Mayoyao Ethnohistory, 1857-1960

Leah Enkiwe-abayao

Discipline: History, Ethnography



This paper will approach Mayoyao history quite differently from previous treatments of Ifugao history and culture. Drawing from both primary and secondary sources, this study will use an in-depth analysis of a particular extant tradition in Mayoyao—death ritual and funeral rites (cholar and pfu-ah)—to determine and analyze the village transformations from 1857 to 1960. This way, the analysis of the transformations in the death ritual and funeral rites is used as the tool to reconstruct historical events in Mayoyao.


It will examine early accounts on Mayoyao that show the world view, cosmology, complex ritual, and elaborate funeral observances of the Mayawyaw—e.g., Alarcon (1857), Malumbres (1918), Lambrecht (1932), and Barton (1919). Perhaps the most comprehensive account is Fr. Francis Lambrecht's seven-series outstanding work on the "Mayawyaw ritual."
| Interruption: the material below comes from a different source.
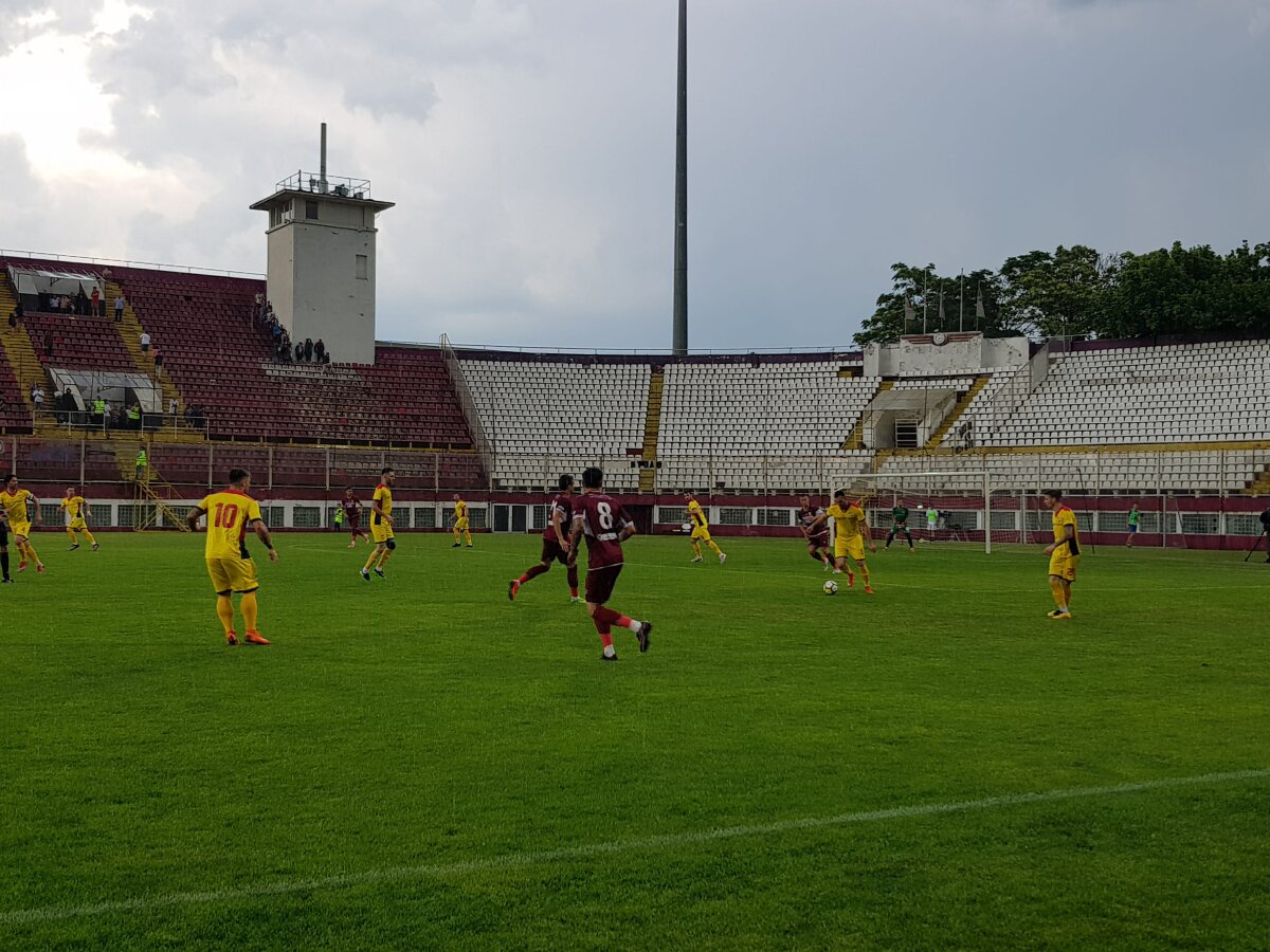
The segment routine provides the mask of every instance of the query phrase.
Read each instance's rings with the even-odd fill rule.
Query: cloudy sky
[[[371,179],[378,336],[671,343],[676,0],[0,0],[0,246],[264,270]],[[1270,239],[1265,0],[690,0],[690,344],[842,345],[893,261]]]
The paper will also examine oral sources on specific aspects of village transformations. These include the introduction of cash economy and public health programs. It will also probe the religious transformations that took place beginning in the 1930s, when the work of the CICM missionaries was felt in central Mayoyao and that of the Esperitista (Union Espiritista Cristiana de Filipinas Incorporada) in southern Mayoyao, and in the mid-1950s, the influential role played by Pentecostal Missionaries and the establishment of the Evangelical United Brethren Missionaries (EUBM), now called United Church of Christ in the Philippines (UCCP). It will also include postwar transformations such as the construction of the Banaue-Mayoyao road and its impact on the economic institutions, the dynamics of trade and other forms of exchange, the expansion of commercial goods, and the transport system.